Obama Promotes Changes in Ed Spending

     WASHINGTON (CN) – While the Obama administration proposed funding increases for education Monday and an overhaul of how school districts win their money, a conference of state governments released a report heavily critical of federal involvement in education. “Clearly neither federal top-down mandates nor categorical and competitive grant resources have significantly affected student achievement,” reads the state governments’ report.




     The National Conference of State Legislatures berated federal involvement in education as overly invasive and said it is “overemphasizing compliance with federal process requirements and underemphasizing results.”
     The results of the year-long study were released the same day as the Obama administration’s budget, which increases discretionary educational spending by $3 billion in fiscal year 2011, brining the final tally to nearly $50 billion.

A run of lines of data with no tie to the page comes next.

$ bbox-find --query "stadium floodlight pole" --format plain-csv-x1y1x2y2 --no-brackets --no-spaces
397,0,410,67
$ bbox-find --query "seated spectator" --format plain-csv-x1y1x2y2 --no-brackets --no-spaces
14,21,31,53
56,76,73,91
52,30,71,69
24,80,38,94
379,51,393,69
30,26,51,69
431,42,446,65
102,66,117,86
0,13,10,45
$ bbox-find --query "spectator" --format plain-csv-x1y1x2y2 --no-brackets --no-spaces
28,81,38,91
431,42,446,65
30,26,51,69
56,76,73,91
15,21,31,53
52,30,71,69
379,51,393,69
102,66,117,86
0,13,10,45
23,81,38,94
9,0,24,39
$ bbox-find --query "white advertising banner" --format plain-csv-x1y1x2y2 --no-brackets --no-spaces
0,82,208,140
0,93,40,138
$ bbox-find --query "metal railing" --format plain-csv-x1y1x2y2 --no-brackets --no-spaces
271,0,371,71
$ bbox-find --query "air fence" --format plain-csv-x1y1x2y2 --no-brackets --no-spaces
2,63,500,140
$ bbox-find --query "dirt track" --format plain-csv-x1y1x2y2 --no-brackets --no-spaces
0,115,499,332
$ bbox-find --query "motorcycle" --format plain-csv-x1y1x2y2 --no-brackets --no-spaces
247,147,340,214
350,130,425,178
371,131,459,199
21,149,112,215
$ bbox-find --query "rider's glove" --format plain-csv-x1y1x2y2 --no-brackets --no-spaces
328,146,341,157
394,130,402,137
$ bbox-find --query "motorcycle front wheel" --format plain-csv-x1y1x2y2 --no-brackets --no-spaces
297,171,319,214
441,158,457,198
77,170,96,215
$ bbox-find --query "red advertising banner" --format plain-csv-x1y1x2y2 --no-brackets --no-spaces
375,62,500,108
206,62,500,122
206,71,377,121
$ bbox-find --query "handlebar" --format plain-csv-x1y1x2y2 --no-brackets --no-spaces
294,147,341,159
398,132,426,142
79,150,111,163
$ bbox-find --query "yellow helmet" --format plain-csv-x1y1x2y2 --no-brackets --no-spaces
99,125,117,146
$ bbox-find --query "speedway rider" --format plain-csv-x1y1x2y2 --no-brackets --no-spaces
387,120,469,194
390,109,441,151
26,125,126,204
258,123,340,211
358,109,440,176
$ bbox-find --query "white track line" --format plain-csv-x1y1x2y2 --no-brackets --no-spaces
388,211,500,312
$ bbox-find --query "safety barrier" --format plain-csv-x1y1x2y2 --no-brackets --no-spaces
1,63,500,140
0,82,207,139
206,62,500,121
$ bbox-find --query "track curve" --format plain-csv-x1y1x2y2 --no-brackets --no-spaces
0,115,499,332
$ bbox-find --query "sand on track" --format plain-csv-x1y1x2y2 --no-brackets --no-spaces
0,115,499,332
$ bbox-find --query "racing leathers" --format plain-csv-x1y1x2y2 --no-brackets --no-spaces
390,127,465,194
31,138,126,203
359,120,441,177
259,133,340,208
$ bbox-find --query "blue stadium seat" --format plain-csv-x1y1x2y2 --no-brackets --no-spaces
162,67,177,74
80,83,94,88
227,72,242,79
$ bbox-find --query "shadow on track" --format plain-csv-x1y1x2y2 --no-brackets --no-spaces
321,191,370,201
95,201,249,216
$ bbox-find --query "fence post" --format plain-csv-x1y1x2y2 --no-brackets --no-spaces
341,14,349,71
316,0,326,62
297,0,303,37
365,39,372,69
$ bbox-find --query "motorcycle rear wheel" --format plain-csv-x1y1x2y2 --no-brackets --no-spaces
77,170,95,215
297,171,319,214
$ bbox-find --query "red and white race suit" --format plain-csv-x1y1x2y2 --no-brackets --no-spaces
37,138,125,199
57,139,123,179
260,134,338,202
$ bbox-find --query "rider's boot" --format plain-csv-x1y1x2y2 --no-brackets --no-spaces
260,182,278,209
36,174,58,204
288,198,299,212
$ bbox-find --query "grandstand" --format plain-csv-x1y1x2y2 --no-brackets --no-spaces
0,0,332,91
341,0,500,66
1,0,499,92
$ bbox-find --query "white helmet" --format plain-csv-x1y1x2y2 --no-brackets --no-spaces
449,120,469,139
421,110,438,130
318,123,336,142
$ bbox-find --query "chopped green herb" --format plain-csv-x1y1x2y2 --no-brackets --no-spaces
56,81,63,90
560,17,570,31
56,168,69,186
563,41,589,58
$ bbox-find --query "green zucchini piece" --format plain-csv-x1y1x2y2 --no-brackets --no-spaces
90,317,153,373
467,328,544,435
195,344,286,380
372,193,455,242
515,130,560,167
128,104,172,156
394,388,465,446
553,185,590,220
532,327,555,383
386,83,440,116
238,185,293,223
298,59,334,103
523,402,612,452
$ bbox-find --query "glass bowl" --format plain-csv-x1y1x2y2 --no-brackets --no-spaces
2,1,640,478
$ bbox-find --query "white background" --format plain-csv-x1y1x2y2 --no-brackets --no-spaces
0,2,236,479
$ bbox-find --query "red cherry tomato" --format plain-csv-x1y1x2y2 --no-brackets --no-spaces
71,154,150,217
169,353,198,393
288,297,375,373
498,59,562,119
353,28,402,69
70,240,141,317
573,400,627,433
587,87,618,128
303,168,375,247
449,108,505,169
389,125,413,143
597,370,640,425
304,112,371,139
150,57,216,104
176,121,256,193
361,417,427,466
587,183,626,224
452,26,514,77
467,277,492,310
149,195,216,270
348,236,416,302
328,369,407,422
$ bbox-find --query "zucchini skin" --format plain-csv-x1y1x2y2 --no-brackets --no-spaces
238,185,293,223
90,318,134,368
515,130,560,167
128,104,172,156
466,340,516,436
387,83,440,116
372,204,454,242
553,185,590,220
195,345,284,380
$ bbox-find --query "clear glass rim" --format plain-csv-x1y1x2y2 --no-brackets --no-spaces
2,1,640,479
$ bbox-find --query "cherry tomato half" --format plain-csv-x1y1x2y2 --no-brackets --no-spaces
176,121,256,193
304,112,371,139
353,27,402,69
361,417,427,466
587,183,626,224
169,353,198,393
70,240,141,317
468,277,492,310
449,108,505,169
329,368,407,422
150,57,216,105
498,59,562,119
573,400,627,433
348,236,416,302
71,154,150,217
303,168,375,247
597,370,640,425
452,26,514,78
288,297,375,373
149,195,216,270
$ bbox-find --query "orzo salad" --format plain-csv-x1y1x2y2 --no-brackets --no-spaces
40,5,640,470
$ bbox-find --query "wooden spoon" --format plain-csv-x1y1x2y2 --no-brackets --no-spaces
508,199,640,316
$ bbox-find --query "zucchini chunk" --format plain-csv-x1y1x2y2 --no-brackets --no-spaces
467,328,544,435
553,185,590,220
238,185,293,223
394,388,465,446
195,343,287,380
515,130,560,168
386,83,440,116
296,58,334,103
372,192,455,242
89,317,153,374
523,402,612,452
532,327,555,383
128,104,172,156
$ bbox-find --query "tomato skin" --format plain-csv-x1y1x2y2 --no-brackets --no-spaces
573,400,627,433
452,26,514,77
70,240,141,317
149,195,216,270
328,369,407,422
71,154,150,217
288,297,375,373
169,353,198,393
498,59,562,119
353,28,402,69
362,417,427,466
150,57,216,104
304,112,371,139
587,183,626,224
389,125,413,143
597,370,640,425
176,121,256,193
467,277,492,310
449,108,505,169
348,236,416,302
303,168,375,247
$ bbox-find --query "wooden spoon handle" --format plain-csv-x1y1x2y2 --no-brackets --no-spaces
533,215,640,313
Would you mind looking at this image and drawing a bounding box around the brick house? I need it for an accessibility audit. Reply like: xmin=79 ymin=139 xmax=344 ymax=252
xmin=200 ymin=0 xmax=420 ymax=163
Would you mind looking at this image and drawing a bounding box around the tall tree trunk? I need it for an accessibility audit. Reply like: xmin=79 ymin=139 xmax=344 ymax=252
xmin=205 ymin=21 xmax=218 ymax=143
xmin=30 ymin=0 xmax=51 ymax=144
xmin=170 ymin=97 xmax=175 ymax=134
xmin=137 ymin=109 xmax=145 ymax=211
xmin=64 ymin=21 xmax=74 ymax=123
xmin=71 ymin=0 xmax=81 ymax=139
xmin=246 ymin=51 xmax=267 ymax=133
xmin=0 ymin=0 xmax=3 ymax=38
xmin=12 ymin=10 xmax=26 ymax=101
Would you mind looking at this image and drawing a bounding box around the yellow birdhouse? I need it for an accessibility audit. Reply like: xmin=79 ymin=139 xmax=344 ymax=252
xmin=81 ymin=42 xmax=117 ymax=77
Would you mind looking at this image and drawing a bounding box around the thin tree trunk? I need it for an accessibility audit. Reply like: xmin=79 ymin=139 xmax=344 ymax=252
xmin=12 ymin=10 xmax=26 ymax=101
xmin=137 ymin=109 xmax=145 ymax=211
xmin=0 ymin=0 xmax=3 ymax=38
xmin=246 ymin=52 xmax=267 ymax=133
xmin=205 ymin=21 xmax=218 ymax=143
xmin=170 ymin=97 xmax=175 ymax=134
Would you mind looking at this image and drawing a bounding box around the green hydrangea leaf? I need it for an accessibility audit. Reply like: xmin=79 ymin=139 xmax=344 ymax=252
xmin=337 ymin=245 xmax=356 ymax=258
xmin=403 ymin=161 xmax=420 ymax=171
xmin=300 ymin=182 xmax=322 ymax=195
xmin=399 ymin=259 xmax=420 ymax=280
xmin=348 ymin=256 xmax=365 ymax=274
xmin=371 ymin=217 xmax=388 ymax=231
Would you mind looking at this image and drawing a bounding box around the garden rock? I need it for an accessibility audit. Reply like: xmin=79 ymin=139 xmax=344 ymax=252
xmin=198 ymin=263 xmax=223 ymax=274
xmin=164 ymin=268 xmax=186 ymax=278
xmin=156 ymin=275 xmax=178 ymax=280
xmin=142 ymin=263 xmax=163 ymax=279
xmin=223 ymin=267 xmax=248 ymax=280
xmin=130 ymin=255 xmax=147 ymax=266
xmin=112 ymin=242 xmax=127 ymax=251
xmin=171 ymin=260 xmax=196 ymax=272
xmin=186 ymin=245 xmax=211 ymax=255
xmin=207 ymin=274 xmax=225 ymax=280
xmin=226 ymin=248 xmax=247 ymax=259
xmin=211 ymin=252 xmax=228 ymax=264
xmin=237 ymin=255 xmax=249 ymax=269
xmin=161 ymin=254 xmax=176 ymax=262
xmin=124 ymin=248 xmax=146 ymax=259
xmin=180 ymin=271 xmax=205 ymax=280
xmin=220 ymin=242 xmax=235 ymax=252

     The administration seeks to upend the Bush-era No Child Left Behind Act, which is the primary means by which the federal government grasps the reigns of the nation’s schools.
     Officials say that instead of automatically giving money to districts with high-levels of poor students – as is done under the Bush-era act – they want to shift to give money to districts that improve.
     Education Secretary Arne Duncan also plans to suspend the current 2014 deadline to have all of the nation’s students “proficient.” Instead, the new goal would be that high school graduates are college and career ready. But the meaning of that is yet to be defined.
     Such reforms, however, must pass through Congress, which might hesitate before making changes to long-standing precedent.
     Education is constitutionally a state issue, but the federal government has inserted a controlling hand by offering money to schools that comply with its terms.
     The state task force said that government involvement should reward innovation instead of compliance and urged it to let states dictate their own terms. “Our children deserve better,” the report states. “They deserve-and we should require-that federal resources enhance state structures and support state efforts.”
     It also urged the government to designate funds more specifically to districts with poor students, instead of leveraging money to change how schools function across the nation.
     It noted that the federal government exerts an influence over state education that is disproportional to its spending, which is 7 percent of the nation’s education funds. But this relatively small percentage still entices schools to give chase.
      The Obama administration has already stuck its hand in the game with its Race to the Top program, where 40 states compete for $4 billion. The program has already changed school practices states. Eligible schools, for example, must include student test scores in teacher evaluations.